Ollie's Last Stand

by Max Highbaugh

(The following interview was conducted in February of 2007 and appeared in the following March issue of the Jeffersontown Sun)

3rd & Kentucky Line

"Ollie's Last Stand"
(Photo taken day of interview)

    You know, those that know me well will tell you that I wax nostalgic every now and then. Okay, I do all the time. So much so that I am accused of living in the past, which I do sometimes...okay, pretty much all the time. Nothing makes my heart warm like a good old 'remember when' memory...memories of Old Louisville, WAKY and WKLO, Blue Boar Cafeteria, Santa at Dixie Manor, Presto the Clown, Randy Atcher and Ollie's Trolley. I never ate at Ollie's, but I rode by many of them. I did, however, have my first Ollieburger a few years back and just last week I had the privilege of interviewing Juanita Potter, owner of the last trolley at 3rd & Kentucky.

   Actually, I went in with the original intent of getting her on tape for an on the spot 'remote' to be run on WAKYOnline, as well as for this article. She declined to be put on tape, but said she would be happy to chat with me nevertheless.  During our prior phone call in setting up the interview, Juanita informed me that the big paper had done a piece on Ollie's just weeks prior, so I had pretty much written that idea off and focused on the 'on air' interview. When I found out that was not to be, I decided to at least make the trip up I-65 worth it and, grabbing pen and paper we were off and running.
   She told me the chain had been started by former Kentucky Governor John Y. Brown in the mid-70's, with her Kentucky Line opening in 1974. Prior to purchasing the stand with her sister in 1984, Juanita had, in fact, worked for the Brown Administration, serving as financial director.
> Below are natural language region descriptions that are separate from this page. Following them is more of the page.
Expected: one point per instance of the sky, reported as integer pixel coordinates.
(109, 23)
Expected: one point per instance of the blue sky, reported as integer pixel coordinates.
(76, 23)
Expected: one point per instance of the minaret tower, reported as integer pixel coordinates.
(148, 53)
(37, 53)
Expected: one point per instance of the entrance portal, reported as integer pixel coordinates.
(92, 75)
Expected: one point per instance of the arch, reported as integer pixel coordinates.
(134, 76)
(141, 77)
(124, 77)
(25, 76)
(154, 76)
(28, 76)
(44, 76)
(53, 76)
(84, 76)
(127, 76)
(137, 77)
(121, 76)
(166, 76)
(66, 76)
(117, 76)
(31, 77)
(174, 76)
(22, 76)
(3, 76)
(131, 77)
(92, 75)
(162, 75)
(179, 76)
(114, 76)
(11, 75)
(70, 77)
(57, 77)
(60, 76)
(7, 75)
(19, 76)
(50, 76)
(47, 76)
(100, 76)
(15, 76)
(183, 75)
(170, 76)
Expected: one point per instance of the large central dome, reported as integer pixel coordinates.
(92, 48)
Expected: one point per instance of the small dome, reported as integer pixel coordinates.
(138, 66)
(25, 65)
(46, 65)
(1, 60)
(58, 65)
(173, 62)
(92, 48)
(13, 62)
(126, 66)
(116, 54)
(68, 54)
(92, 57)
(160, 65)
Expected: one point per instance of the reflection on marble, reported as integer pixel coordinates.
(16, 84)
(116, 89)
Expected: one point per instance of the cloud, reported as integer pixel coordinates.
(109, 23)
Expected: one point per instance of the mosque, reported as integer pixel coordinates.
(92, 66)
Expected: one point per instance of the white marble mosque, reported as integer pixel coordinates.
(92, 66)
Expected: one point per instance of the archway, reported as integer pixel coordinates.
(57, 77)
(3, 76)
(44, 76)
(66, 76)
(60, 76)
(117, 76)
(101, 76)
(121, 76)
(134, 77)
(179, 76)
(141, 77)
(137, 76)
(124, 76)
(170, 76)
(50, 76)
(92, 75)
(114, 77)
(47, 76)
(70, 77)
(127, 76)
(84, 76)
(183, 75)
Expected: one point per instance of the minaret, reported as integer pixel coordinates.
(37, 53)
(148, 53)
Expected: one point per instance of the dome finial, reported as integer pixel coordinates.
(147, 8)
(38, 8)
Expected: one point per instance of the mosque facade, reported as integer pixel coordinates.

When asked how many Louisville trolleys there had been, she was unsure of the count, but began to rattle off each of the locations:
  • 5th & Main
  • 5th &  Muhammad Ali
  • 5th & Broadway
  • 3rd & Kentucky
  • Preston Hwy & the Fairgrounds
  • Taylor Blvd.
  • Auburndale
  • Middletown
  • Preston & Bardstown (Poplar Level)
  • 18th St. (West End)
She also mentioned two trolleys in Lexington and that there had been one in Elizabethtown, although I confessed to her I didn't remember that one.
   In a culture where fast food restaurants are forever reinventing themselves and expanding their menus, Ollie's has stuck to the original menu. While some sources suggest Juanita's trolley prepares a facsimile, she insists they offer the Real McCoy. Not only that, the trolley at 3rd & Kentucky is the only one that still uses the original sauce. When asked about the other trolleys at Cincinnati and D.C. she says, "they claim to be Ollie's, but they don't have the sauce". In addition, they offer expanded menus. While I never pried as to what goes into the secret sauce, she did relate that all the ingredients were local, with the sauce itself being shipped in from out of town. She also personally mixes the sauce and ingredients, so she knows exactly what she's talking about.
   As we began to close our conversation, and after I sucked in my gut for the 7th time to make room for an employee to pass me in the tiny confines, Juanita let me know that they began shutting down the trolleys in 1977, with the last one at 5th & Main, closing in 1979. She assured me, however, that her trolley has no plans to roll out of town, and this was good news indeed. Their hours are 10AM to 4:30 (weekdays only) and in case you're wondering, you can get a Ollieburger, fries & Coke all for less than 5 bucks (a little free advertising). Seeing how this was all I had in my pocket, this was both a deal AND a treat!
   As I headed home, I got the feeling that I had tapped into a piece of Louisville history-a glimpse of the 'way we were' that still exists. For a guy who waxes nostalgic sometimes...okay most of the time, the trip turned out to be well worth it!